Social information inferred about the talker (such as age, gender or native language) can affect how the listener perceives phonetic information. For example, the same ambiguous sound artificially inserted into a male and a female voice is interpreted as a different sound in the male voice than it is in the female. However, the extent of this effect and the perceptual processes that enable it are not completely understood.

Additionally, research examining this effect has primarily been conducted under "ideal" laboratory listening conditions which, however, do not greatly resemble natural listening conditions. Methodologies that simulate more realistic listening conditions include the presence of background noise (e.g. "cocktail party" sounds or white noise) or conducting the listening task while multitasking. These are often referred to “adverse conditions.”

Objective

The aim of this project is to examine if adverse listening conditions increase listeners’ reliance on cues provided by social information and thereby decrease reliance on lower level phonetic cues. Moreover, it will examine how cognitive load and noise differ in their effect on the processing of both social (high-level) and phonetic (low-level) cues.
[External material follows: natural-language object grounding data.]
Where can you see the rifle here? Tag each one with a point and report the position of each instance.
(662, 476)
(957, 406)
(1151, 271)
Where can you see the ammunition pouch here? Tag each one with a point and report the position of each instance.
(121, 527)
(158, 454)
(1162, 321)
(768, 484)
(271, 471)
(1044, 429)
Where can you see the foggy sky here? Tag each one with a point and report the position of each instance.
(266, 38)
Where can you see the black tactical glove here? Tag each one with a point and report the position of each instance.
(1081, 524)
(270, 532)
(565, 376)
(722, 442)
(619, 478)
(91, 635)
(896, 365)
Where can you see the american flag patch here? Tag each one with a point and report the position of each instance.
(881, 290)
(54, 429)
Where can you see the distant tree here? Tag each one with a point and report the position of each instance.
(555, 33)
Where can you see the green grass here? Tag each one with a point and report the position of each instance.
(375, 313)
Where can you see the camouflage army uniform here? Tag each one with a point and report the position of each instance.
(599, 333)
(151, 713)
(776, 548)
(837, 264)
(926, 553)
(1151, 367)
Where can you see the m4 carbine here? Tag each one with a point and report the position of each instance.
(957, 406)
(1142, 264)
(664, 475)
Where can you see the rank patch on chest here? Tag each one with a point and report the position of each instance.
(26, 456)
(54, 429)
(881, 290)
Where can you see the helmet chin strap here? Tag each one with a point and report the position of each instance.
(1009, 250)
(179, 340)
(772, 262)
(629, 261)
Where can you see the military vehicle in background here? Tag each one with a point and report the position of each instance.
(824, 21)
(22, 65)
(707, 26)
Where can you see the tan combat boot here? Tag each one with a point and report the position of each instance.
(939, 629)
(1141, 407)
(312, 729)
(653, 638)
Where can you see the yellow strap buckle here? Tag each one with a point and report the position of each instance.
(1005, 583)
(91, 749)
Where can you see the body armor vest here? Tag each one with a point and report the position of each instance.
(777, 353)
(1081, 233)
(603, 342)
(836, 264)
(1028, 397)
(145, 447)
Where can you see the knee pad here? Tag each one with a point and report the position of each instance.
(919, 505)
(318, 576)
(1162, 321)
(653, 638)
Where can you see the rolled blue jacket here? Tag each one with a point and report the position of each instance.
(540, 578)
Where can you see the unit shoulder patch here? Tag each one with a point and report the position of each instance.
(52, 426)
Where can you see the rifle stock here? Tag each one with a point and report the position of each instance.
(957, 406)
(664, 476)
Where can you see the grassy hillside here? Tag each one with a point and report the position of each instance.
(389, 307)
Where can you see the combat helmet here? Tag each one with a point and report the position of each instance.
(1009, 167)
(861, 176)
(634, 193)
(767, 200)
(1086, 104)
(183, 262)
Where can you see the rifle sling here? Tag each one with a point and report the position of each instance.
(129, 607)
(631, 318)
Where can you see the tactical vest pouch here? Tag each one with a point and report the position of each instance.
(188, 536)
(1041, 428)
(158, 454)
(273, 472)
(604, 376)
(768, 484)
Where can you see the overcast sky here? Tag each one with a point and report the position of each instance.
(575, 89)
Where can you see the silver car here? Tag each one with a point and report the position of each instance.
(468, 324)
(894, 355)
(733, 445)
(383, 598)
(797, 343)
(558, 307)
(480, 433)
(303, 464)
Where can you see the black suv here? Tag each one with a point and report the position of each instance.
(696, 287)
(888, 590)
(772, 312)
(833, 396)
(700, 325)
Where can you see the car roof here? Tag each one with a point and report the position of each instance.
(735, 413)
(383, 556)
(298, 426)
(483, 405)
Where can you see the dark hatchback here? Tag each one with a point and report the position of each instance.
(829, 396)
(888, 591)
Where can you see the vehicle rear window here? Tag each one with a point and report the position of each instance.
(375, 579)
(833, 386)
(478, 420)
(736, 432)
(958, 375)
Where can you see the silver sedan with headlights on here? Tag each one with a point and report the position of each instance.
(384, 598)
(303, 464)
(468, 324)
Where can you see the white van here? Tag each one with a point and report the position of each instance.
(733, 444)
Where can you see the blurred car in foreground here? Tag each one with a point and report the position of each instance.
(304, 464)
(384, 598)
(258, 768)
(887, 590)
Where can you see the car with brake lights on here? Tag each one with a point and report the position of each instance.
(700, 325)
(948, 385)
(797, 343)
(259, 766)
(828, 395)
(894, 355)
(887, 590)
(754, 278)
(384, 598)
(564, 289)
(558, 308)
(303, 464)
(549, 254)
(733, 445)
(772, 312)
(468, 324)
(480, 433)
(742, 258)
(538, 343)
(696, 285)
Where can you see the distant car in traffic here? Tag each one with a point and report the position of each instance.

Further experiments may investigate whether social information is processed differently in a second language or by bilinguals.

Method

Perception experiments will be conducted in which participants are presented with artificial continua and asked to classify ambiguous sounds (two-alternative forced choice tasks). These will be presented under diverse adverse listening conditions, such as with a simultaneous cognitive load task, with background noise such as multi-talker babble or white noise. Future studies will employ eye-tracking methodologies.

Application

The results of this project will aid in the understanding of how speech is processed in adverse (and therefore more realistic) listening conditions and will add to the body of psycho- and sociolinguistic research examining how social cues affect speech processing. Furthermore, the direct comparison of the effect of noise (energetic masking) and cognitive load (informational masking) on speech perception assist other psycholinguistic researchers in their benefit choice of methodology.